Мы с Эженом тогда вели переговоры с одной довольно крупной фирмой – производителем одежды. Общаться приходилось с омерзительной стервой, которая потом очень грамотно обманула нас с поставкой, что полностью похерило наш бизнес и привело к цепной реакции, в конце которой я оказался счастливым обладателем ношеных штанов с дырявыми карманами и сумасшедших долгов. А пока эта тварь торговалась, как цыган, продающий краденого коня и при этом считающий, что у него уйма времени, так как он ускакал далеко от тех мест, где его позаимствовал. И вот он стоит перед тобой, улыбаясь тебе в шестьдесят четыре зуба, и нагло задирает цену. Только эта дрянь еще и не улыбалась.

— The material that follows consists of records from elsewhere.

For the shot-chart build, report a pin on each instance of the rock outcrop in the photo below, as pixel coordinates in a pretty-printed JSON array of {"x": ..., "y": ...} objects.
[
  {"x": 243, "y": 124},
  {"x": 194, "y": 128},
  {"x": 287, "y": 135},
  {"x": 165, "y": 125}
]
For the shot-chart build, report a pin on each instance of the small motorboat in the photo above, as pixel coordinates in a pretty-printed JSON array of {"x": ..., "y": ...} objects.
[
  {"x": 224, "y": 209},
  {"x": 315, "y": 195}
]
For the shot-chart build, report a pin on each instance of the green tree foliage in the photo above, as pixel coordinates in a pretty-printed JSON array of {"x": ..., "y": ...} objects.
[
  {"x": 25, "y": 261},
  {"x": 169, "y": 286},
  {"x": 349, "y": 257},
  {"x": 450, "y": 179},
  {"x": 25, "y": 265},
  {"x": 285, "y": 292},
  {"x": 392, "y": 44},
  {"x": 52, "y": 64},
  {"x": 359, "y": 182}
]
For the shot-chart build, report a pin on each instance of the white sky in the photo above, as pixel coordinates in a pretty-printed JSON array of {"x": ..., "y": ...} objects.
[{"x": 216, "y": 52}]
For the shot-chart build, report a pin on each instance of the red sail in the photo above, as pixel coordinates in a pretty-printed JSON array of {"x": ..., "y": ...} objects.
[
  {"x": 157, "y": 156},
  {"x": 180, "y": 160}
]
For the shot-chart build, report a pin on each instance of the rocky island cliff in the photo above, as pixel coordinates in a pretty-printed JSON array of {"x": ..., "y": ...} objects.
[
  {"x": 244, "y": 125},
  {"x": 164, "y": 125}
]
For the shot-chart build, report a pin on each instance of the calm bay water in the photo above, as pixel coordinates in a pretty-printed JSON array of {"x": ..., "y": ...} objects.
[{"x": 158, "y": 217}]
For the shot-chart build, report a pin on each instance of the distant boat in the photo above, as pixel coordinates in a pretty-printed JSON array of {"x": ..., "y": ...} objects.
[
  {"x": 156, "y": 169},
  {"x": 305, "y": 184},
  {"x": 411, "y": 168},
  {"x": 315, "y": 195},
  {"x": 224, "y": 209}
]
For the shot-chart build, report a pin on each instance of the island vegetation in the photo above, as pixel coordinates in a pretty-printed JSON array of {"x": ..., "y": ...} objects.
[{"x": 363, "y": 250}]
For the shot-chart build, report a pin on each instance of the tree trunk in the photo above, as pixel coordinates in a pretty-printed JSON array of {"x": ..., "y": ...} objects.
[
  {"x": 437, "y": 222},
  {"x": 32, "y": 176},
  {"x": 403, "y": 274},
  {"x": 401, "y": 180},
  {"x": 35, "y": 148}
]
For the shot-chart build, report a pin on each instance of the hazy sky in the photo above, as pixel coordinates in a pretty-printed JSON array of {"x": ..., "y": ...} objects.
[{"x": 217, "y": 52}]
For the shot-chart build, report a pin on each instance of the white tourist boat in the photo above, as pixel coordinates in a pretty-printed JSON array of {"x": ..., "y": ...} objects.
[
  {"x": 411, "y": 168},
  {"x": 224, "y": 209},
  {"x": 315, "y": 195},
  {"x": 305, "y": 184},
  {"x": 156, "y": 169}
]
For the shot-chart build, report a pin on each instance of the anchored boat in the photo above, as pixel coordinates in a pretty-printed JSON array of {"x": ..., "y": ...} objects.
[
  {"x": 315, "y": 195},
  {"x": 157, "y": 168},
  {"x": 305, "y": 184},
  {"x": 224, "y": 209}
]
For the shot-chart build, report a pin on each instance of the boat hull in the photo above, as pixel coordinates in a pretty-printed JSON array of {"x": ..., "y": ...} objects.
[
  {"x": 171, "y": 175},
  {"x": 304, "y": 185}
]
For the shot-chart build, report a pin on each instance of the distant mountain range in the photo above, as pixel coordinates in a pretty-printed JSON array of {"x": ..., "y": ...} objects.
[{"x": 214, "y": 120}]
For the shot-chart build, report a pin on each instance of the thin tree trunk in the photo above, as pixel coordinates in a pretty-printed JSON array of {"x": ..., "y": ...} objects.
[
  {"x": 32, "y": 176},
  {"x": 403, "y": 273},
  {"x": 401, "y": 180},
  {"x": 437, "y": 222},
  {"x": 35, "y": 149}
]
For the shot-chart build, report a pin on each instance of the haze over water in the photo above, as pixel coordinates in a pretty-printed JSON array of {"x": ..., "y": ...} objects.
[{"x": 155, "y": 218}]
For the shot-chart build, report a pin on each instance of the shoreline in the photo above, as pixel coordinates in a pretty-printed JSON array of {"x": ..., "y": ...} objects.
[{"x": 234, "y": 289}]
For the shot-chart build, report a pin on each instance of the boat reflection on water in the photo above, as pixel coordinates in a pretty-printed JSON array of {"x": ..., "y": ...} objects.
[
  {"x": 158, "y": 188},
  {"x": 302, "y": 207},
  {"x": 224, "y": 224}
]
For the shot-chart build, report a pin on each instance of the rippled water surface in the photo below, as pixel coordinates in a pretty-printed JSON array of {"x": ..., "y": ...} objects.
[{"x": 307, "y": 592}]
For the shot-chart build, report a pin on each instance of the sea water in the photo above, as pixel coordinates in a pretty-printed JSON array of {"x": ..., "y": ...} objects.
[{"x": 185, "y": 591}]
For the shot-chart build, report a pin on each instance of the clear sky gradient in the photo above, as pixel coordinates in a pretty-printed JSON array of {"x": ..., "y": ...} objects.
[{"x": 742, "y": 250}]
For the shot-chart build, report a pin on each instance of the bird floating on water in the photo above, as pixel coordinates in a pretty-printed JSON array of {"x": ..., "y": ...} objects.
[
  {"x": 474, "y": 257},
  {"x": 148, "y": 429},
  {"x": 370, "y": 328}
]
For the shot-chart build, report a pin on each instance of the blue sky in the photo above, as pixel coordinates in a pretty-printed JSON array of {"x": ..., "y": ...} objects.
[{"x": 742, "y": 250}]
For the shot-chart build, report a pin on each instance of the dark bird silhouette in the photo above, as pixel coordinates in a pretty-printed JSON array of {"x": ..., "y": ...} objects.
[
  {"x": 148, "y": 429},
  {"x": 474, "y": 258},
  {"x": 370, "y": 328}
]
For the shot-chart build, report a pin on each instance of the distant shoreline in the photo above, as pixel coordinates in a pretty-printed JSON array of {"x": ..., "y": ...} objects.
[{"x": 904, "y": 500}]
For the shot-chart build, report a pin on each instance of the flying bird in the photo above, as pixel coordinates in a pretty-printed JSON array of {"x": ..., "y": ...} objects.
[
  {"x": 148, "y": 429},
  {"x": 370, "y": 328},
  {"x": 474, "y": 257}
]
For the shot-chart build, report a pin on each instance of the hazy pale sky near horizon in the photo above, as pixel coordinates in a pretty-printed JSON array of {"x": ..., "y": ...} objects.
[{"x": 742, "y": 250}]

Я собирался обшлепать все дела за пару дней, а остальную неделю провести в Париже, шляясь поочередно по музеям и девушкам, по музеям днем, а по девушкам вечером, что представлялось мне абсолютно идеальным времяпрепровождением, а тут приходилось ездить и уламывать эту смотрящую на тебя, как на кусок дерьма, вечно прищуренную мерзкую злобную бабу, которая в ответ на любое твое самое разумное предложение выдыхала тебе в лицо нешуточный шмоток дыма и говорила: “No way” (Ни за что).

Между прочим, хоть ей и было примерно столько лет, сколько мне сейчас, она была очень красивая, высокая, подтянутая и по-молодежному стройная. Из тех француженок, что выглядят так, как будто не вылезают из спортзала, хотя никогда там не были. К тому же безупречно одевалась, как правило, во что-то черно-белое, что очень шло ей в целом, а особенно к хитро уложенным на маленькой голове абсолютно черным волосам. Может быть, и крашеным, но явно повторявшим натуральный цвет. Однако эротична она при всем при этом была, как шлагбаум, причем опущенный тебе на голову. Чтобы как-то снять напряжение, я постоянно ее изображал так, что смеялся не только Эжен, но даже Женни, которая меня во всех других случаях никак не баловала своей благосклонностью. Но ничего не помогало. Общение с этой бабой действовало на меня настолько гнетуще, что после наших пламенных встреч я пару раз, вместо того чтобы отправиться по девкам и музеям, приезжал домой к Эжену, где меня планомерно изводила уже Женни. Так я оказался зажат между двумя стервами, большой и маленькой.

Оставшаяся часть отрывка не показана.